Santarus develops and sells five products, while ARIAD Pharmaceuticals is a company with one product-- a potential blockbuster product. The company's recently approved Iclusig is used for the treatment of adult patients with chronic, accelerated or blast phase chronic myeloid leukemia that is resistant or intolerant to prior tyrosine kinase inhibitor (TKI) therapy or Philadelphia chromosome-positive acute lymphoblastic leukemia that is resistant or intolerant to prior TKI therapy. Iclusig was one of the most watched drugs in development, with success that led ARIA from a price of $1.50 to more than $25 in a period of less than four years. However, recent questions and concerns have created fear among retail investors thus leading to a decline of 26% since December 2012.

In several conference calls and interviews, ARIAD CEO Harvey Berger has been quoted as saying that the drug could bring annual sales of $800 million from patients for whom previous treatments have failed, and sales could hit $1.5 billion with the additional use against new cases. This makes Iclusig a potential blockbuster. Yet no one has ever doubted its sales potential, but rather the execution, concerns of liver toxicity, and various other side-effects. Not surprisingly, investors were very anxious to see the quarterly sales of Iclusig in its first quarter of launch.

For the first quarter, analysts were expecting, on average, $5 million in sales. ARIAD posted $6.46 million in sales, and more importantly, there were more than 225 unique prescribers and more than 325 patients that were being treated with the drug. This shows a large number of physicians are already prescribing, which bodes well for future growth/sales.
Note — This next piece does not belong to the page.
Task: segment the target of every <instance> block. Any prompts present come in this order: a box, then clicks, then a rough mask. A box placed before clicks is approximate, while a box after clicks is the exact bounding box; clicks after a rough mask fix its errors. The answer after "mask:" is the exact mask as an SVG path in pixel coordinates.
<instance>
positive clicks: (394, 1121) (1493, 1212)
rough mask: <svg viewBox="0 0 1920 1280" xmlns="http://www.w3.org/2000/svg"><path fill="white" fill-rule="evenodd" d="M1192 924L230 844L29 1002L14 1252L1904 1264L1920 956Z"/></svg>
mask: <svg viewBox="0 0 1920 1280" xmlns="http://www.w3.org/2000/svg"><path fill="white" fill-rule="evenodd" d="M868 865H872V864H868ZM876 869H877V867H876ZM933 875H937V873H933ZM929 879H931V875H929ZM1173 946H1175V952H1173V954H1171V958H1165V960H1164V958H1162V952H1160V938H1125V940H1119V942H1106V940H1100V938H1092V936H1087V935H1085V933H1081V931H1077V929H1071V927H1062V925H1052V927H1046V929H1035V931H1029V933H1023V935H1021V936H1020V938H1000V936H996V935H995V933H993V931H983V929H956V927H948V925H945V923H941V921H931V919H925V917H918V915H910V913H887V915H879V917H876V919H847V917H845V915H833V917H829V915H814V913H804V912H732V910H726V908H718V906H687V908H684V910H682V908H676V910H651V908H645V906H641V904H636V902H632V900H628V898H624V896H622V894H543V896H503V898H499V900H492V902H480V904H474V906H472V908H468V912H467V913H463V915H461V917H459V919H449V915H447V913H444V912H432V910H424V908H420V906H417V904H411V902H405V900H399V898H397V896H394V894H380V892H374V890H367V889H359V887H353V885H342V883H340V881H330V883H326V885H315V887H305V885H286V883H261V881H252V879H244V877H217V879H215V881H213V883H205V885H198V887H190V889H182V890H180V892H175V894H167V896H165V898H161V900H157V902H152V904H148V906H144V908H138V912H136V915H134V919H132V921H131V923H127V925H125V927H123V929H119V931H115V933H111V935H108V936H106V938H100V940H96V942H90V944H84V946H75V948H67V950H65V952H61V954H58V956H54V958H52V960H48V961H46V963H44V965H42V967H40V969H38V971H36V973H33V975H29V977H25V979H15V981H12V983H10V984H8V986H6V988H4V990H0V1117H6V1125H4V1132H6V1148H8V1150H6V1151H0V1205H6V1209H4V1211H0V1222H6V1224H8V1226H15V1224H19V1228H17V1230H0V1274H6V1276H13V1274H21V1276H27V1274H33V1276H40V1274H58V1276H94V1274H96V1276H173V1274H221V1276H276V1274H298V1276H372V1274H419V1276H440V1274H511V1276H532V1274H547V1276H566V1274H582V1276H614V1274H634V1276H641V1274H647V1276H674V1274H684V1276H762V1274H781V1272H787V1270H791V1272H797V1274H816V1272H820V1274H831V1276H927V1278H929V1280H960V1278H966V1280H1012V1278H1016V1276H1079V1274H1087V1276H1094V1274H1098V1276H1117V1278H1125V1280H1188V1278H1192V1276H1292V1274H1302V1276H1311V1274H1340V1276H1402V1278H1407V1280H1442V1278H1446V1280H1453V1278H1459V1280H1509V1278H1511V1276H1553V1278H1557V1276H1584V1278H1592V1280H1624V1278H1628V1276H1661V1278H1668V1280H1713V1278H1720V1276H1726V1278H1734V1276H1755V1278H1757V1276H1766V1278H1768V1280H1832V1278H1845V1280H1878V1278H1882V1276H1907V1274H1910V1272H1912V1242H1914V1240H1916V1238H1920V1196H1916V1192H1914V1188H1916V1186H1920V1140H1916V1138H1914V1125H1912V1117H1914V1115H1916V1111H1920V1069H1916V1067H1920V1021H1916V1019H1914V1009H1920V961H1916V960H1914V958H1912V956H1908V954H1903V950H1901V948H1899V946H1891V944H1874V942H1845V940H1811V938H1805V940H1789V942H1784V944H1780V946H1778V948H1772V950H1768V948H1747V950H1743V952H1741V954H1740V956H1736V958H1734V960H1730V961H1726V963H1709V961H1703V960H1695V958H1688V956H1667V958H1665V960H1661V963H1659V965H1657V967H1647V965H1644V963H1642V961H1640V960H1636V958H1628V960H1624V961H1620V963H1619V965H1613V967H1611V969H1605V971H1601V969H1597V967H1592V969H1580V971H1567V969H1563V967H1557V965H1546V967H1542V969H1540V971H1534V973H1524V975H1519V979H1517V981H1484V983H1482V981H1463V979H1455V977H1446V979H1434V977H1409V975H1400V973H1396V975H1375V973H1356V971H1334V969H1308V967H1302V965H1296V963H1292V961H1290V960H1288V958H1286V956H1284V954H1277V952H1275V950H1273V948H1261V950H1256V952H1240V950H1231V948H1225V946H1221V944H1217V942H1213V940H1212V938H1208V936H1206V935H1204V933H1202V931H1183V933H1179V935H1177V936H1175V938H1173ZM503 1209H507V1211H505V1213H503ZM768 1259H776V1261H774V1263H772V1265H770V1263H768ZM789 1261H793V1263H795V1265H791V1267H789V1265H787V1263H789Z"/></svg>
Furthermore, 65% of those physicians were community-based. ARIAD has expected large support from community oncologists and this shows that, despite a large number of prescribers, there is still room to grow.

In my opinion, the early success of Iclusig is incredible, although the company still has a lot of work in order to reach blockbuster status. Overall I am highly impressed, and with the stock's recent loss I think the stock is a buy. The company still has trials in Europe and Japan along with studies to expand the product's use; hence sales growth should remain progressive. I will say that with the company losing $64.7 million in the quarter, it will have to get costs under control and manage its $400 million in cash, cash equivalents, and marketable securities very closely. However, I think most investors realize that launching a product of this size is not cheap, and that losses should be temporary.

Conclusions

Both Santarus and ARIAD Pharmaceuticals posted earnings that exceeded Wall Street's expectations. The companies are at different stages of development, yet investors should be satisfied with the early progress from these two product launches. In my opinion, investors should watch both stocks very closely in the coming months. Santarus saw large gains following its report, with Uceris data being kept from the public eye. Meanwhile everyone was watching ARIAD's product with immense interest. Overall, I give both companies an "A" and expect more improvements in future quarters.